Hi,
I’m running validation from one workers (out of 4). I’m getting this error:
RuntimeError: Some workers returned results while others didn't. Make sure that
train.report()and
train.checkpoint() are called the same number of times on all workers.
How to print worker-specific logs ?
Hey @lacruche,
Are you using a specific Callback here? As mentioned in the error message, Ray Train does require each of your workers to call train.report()
or train.checkpoint()
to ensure they are synchronized, while filtering of the results is handled on the client (i.e. Trainer
) side. For example, the JsonLoggerCallback exposes a workers_to_log
arg.
thanks! no specific callback yet
I’m curious: why is that Callback thing needed?
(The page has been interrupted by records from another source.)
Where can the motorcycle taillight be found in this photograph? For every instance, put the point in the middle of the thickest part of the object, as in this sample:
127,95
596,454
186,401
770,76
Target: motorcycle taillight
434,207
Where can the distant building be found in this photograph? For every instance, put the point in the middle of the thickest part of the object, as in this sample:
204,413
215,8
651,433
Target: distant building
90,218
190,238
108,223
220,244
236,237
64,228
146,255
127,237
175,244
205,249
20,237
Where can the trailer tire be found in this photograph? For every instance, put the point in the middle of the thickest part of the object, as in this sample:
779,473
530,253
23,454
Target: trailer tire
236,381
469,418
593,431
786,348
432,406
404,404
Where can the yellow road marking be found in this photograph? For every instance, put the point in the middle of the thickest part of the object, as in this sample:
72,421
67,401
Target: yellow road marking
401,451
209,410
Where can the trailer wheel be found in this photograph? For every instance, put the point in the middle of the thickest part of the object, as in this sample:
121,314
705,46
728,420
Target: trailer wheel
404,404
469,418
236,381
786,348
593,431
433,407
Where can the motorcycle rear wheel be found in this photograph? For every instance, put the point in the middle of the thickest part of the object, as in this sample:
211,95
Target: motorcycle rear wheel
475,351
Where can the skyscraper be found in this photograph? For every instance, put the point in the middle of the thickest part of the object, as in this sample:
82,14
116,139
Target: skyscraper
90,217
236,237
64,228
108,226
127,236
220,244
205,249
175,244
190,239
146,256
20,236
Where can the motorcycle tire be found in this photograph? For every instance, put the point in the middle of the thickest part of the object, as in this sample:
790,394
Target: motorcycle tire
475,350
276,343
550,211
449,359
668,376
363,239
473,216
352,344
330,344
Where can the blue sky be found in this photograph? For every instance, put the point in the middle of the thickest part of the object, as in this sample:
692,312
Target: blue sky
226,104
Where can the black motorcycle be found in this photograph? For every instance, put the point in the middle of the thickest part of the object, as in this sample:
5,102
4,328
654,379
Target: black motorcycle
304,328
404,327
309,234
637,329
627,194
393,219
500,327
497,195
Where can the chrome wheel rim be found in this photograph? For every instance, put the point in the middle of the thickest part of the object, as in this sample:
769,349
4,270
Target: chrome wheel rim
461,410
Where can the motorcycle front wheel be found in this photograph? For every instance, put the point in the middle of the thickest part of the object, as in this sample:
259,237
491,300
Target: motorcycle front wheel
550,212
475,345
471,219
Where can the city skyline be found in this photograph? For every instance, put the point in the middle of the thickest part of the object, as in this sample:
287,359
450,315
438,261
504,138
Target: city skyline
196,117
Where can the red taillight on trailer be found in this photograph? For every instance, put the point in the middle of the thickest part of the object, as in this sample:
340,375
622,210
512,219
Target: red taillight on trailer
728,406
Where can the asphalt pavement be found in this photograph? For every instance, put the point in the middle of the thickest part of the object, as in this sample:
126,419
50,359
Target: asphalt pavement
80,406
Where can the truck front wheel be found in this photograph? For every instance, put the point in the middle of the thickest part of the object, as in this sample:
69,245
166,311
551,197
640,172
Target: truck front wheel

btw I just tried printing things from the worker and now it works fine… that’s odd
gives me
why would I need to setup the callback, if I can just print things out of the workers this way?
Ah, yes printing from individual workers is absolutely fine, and a Callback is not necessary!
The benefit of a Callback would be to have the benefit of collectively processing results from different workers on the Trainer. At the moment, this means you can do some things such as print all results from all the workers in 1 line or write to disk on a single node.
This can also be extended to do things such as aggregation across workers, but this isn’t yet provided out-of-the-box! Would you find this useful in any case?